Notes de lecture par auteurs

Le lièvre de Patagonie

Claude Lanzmann - Gallimard

 Il était une fois Claude Lanzmann. Voici des mémoires, un livre de 550 pages sur une vie vécue au pas de charge. Le lecteur est pris d’une main ferme ; il résistera ou non à ce tourbillon ; il peut tourner les pages, revenir en arrière, comme on appuie sur les boutons d’un magnétophone ; ces mémoires ont été dictées. Lanzmann raconte son histoire - il ne manque que le son.
La mort aura été la grande affaire de sa vie, nous dit-il pour commencer, notamment la façon de la donner, par la guillotine ou d’une autre manière. Longue description du tableau de Goya Fusilamientos del 3 de Mayo : il scrute les bourreaux, les victimes, le dernier regard.

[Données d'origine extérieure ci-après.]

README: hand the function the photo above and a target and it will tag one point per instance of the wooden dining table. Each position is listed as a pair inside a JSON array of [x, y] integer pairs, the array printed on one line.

On retrouve ce thème dans les quatre derniers chapitres avec le récit des douze années qu’il a consacrées à faire et refaire son film éponyme, Shoah. D’un côté la mort et les engagements politiques, de l’autre le massacre des Juifs. Entre le début et la fin de ce livre, des « cavalcades historiques et intimes entremêlées » et « un appétit gargantuesque de vivre » selon Serge July (Le Monde du 7 mars 2009). Le travail, les rencontres, les amours, les amitiés, les voyages, les réflexions en situation, comme autant de jalons tout au long des étapes de son parcours.
Une première période d’engagements dans la résistance, pendant la guerre, avec le parti communiste, pendant l’adolescence, à Clermont-Ferrand. Les classes préparatoires à Paris, sa mère et le rôle initiatique de son compagnon poète, les premières lectures et rencontres qui ont compté. Et surtout le début d’un compagnonnage à vie avec Sartre et Simone de Beauvoir et la revue, Les Temps modernes, avec, en fonds de toile  l’histoire de l’après-guerre : les reportages dans les pays  communistes, en Corée du Nord, en Chine, l’euphorie initiale de la révolution cubaine, l’Algérie et le soutien au FLN avec les drames de la décolonisation, etc. Pendant cette période, les fratries s’additionnent et s’entremêlent : d’un côté, les reportages, avec des anecdotes qu’il raconte comme s’il en revenait la veille, de l’autre les engagements politiques et les femmes qu’il aime – sa sœur Évelyne qui se suicidera, blessure irrémédiable, la rencontre avec Judith Magre, sa liaison avec Simone de Beauvoir dont il brosse le portrait avec affection tout au long du livre.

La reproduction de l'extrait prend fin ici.